In all six programs 2,578 students have enrolled in at least one after-school or summer program, with an average 100 students participating daily. School year programs run weeknights from 3:15 to 5 or 6—averaging 16 hours a week. Summer programs vary—daily in Riggins and Elk City, to week-long arts camps during July in Grangeville, where kids produced a play, learned to sculpt, and painted a floor-toceiling river of knowledge along an enormous school wall.

All sites offer daily recreation activities. One introduced soccer; three focus on summer swimming and basic water safety; others include golf, bowling, and a Better, Faster, Stronger program with children walking 500 miles.

Academic improvement; other benefits
By the time the grant ended in summer 2003 results were dramatic. At all sites, 99 percent of teachers “agreed or strongly agreed” that the program provided needed extra academic assistance. Idaho Student Achievement Test (ISAT) scores echo that claim. Of students regularly attending after-school programs, 91 percent improved math ISAT scores and 87 percent read better .

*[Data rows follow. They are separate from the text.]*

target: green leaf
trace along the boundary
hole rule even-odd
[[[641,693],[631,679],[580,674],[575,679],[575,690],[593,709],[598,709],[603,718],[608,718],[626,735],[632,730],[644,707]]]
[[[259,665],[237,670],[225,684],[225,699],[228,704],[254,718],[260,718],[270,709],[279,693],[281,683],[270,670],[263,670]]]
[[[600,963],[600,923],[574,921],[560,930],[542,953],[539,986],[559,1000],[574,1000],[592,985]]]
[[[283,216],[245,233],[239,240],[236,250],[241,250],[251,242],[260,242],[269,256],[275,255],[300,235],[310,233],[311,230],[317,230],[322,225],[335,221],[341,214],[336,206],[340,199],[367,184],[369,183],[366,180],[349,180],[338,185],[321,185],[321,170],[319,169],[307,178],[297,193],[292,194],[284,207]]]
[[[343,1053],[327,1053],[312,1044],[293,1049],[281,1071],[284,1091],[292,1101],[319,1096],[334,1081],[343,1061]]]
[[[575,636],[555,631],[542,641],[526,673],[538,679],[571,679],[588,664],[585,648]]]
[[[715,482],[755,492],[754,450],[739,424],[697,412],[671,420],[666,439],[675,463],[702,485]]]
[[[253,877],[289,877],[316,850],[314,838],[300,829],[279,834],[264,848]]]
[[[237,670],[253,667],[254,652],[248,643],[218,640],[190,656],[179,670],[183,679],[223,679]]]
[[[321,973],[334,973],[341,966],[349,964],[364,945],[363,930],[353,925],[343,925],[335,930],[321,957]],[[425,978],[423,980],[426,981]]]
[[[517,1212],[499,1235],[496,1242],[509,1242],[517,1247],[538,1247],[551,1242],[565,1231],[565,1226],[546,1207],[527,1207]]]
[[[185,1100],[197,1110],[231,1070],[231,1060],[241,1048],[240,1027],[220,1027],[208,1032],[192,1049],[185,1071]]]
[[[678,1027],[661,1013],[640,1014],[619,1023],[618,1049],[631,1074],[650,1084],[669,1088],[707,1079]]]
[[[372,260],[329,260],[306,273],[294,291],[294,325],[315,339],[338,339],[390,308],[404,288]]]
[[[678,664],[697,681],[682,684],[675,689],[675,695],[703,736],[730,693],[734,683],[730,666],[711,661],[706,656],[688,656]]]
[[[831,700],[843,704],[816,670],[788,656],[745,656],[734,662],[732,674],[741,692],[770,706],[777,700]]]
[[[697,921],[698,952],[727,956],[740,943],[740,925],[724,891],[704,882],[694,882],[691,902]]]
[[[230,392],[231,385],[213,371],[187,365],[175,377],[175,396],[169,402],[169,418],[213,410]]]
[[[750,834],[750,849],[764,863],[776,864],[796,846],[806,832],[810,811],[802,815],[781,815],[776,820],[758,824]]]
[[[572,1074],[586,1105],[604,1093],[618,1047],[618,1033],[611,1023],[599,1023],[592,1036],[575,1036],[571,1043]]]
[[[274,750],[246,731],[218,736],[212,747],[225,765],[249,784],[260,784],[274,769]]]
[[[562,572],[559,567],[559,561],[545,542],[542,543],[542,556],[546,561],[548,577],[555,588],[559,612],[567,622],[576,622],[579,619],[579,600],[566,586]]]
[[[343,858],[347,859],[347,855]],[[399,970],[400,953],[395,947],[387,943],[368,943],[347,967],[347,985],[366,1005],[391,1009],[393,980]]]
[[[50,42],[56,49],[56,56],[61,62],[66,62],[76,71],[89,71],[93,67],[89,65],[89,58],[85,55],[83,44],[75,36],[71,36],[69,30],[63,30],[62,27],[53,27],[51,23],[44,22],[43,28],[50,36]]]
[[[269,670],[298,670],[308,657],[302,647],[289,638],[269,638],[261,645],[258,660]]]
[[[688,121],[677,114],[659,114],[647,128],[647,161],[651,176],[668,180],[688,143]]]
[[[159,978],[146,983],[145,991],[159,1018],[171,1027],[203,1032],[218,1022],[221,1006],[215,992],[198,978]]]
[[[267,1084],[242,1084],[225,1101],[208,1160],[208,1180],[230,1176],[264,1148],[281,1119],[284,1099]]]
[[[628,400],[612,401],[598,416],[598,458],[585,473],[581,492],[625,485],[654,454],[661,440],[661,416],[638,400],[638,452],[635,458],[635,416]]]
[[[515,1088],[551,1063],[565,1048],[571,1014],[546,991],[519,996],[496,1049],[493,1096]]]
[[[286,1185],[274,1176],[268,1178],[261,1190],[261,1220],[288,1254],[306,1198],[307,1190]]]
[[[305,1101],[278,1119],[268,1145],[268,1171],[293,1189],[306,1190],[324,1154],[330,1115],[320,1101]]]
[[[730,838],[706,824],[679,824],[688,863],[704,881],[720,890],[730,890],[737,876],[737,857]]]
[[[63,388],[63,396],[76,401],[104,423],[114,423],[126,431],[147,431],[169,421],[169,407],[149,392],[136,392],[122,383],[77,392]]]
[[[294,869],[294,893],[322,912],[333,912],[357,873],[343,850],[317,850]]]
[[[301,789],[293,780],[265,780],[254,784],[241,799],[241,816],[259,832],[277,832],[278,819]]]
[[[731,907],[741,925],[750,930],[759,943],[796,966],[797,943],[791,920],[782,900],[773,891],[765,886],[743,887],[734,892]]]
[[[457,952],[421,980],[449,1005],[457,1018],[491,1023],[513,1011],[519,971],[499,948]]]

But it’s the less tangible results that please program sponsors even more.

“Statistics say an average 12-year-old child has less than five minutes of meaningful conversation with an adult each day,” said Joint School District 241 Superintendent Wayne Davis. “This program gives kids an opportunity to have those relationships with adults.”

“We think we are really raising the aspirations of our kids,” says Schmidt. One father on a Grangeville video, said it all with tears of gratitude over the transformation of his young son, troubled after his mom’s death.

“Our future depends on the support of each community,” said Grangeville‘s Solberg. “Each community has the ability to create what it wants. And that’s exciting.”

--Mary Ann Reese

© 2003 University of Idaho, College of Agricultural and Life Sciences.